“The final test of a novel will be our affection for it, as it is the test of our friends, and of anything else which we cannot define.”
“Of course he despised the world as a whole; every thoughtful man should; it is almost a test of refinement.”
“Love felt and returned, love which our bodies exact and our hearts have transfigured, love which is the most real thing that we shall ever meet, reappeared now as the world's enemy, and she must stifle it.”
“I suggest that the only books that influence us are those for which we are ready, and which have gone a little further down our particular path than we have yet gone ourselves.”
“You told me once that we shall be judged by our intentions, not by our accomplishments. I thought it a grand remark.
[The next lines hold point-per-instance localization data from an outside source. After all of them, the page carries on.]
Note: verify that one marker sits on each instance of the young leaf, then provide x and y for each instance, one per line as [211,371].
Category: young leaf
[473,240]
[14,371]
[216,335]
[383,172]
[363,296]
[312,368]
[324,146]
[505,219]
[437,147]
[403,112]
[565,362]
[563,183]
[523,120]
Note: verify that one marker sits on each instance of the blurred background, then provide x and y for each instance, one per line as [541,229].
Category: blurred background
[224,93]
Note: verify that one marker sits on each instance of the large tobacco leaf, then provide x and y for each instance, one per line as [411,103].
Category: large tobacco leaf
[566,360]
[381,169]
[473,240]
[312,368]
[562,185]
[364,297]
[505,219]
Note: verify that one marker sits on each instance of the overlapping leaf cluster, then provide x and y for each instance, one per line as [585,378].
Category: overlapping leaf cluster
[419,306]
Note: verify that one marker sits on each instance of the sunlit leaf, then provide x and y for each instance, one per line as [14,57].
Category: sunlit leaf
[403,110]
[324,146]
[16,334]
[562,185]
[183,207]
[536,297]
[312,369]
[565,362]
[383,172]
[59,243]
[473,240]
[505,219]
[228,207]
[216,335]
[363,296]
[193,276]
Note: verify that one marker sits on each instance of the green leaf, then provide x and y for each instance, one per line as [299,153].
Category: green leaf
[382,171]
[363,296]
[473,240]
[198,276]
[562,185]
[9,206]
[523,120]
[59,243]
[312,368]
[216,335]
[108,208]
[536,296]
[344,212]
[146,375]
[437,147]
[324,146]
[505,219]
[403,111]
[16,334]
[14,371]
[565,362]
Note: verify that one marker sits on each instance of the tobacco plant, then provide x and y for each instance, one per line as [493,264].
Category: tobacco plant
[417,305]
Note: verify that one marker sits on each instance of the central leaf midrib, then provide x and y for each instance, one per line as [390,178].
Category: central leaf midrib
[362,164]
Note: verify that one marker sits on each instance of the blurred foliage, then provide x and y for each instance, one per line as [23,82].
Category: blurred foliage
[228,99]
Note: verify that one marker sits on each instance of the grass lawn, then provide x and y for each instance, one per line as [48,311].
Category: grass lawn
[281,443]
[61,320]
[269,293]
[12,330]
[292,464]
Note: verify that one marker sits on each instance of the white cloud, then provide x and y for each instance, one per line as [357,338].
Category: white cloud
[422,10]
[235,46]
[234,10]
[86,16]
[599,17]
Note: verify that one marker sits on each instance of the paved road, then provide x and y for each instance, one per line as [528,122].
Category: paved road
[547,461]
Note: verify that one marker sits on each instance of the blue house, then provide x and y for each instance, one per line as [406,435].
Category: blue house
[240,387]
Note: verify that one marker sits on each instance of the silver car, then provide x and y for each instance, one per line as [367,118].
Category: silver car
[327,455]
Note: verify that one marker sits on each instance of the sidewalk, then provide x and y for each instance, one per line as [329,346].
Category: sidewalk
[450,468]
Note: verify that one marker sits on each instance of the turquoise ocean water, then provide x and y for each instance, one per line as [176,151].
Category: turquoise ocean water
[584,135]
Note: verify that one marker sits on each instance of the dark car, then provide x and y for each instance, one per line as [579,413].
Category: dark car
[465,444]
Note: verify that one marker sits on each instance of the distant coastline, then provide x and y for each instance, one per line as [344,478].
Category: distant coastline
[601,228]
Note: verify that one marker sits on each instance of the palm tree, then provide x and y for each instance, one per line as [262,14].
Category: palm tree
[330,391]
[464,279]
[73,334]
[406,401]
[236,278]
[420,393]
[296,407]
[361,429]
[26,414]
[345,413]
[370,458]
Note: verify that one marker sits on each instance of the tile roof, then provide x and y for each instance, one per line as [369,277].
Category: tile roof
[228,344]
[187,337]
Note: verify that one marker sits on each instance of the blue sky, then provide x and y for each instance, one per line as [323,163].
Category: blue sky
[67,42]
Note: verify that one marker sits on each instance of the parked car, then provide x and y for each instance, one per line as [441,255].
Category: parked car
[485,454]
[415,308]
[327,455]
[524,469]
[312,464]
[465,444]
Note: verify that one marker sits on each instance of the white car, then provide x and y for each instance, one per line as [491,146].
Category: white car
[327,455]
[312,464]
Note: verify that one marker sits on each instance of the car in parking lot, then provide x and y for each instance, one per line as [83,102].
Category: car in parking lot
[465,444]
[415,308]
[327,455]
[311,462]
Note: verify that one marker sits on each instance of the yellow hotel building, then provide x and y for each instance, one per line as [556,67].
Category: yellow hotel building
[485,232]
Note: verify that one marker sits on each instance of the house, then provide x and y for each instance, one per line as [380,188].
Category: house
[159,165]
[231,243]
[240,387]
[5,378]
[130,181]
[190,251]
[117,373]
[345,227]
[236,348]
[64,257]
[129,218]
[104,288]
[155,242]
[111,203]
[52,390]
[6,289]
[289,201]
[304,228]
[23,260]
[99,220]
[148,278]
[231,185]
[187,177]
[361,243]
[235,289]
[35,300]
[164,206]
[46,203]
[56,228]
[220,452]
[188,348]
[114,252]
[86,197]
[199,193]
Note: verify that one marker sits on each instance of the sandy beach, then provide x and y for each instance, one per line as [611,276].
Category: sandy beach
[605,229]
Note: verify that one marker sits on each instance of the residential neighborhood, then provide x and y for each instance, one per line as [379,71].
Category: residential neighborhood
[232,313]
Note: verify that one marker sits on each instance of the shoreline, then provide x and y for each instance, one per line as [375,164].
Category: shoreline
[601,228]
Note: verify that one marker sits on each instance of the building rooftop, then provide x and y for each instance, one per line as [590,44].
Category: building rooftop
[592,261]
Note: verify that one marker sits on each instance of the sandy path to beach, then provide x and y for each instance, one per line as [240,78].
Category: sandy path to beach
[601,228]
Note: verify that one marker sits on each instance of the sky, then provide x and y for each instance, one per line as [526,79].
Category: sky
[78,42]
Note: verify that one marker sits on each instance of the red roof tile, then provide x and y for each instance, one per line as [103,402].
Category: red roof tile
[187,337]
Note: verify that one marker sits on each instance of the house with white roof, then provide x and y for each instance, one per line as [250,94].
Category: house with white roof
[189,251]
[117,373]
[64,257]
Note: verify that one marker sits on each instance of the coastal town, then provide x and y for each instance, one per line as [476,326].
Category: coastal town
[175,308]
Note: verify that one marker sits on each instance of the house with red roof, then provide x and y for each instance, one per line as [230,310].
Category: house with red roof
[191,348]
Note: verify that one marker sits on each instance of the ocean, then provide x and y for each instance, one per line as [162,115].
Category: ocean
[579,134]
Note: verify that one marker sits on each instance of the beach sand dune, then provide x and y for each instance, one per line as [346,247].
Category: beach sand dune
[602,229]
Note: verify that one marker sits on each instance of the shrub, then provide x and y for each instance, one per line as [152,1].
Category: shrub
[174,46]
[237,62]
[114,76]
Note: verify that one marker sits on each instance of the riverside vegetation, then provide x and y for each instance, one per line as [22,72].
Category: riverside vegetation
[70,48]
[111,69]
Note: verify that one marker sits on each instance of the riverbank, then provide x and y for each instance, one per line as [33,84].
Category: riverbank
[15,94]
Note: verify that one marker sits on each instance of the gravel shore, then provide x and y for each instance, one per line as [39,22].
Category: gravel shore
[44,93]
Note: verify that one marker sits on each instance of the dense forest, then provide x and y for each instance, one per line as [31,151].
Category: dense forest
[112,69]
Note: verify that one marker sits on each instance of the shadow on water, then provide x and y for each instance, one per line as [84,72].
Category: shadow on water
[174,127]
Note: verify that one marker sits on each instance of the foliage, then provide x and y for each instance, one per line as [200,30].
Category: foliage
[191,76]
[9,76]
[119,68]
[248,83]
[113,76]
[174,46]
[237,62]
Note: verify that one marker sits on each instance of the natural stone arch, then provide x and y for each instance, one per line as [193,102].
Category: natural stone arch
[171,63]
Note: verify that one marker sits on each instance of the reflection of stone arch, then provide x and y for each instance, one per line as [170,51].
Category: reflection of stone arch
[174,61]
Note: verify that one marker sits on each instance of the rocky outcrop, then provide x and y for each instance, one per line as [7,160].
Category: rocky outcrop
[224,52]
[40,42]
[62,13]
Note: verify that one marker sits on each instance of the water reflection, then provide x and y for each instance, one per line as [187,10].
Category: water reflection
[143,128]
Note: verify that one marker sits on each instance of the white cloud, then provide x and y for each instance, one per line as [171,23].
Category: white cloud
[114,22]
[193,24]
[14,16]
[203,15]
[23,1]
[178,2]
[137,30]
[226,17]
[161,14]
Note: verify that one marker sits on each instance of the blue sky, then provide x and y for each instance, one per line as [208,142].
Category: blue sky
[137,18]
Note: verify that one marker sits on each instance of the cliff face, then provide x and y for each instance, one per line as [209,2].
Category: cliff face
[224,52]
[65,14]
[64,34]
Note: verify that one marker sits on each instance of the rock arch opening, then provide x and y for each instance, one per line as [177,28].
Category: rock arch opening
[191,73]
But we must intend to accomplish—not sit intending on a chair.”
“He stretched out his hands as he sang, sadly, because all beauty is sad…The poem had done no ‘good’ to anyone, but it was a passing reminder, a breath from the divine lips of beauty, a nightingale between two worlds of dust. Less explicit than the call to Krishna, it voiced our loneliness nevertheless, our isolation, our need for the Friend who never comes yet is not entirely disproved.”
“Every little trifle, for some reason, does seem incalculably important today, and when you say of a thing that 'nothing hangs on it,' it sounds like blasphemy. There's never any knowing—(how am I to put it?)—which of our actions, which of our idlenesses won't have things hanging on it for ever.”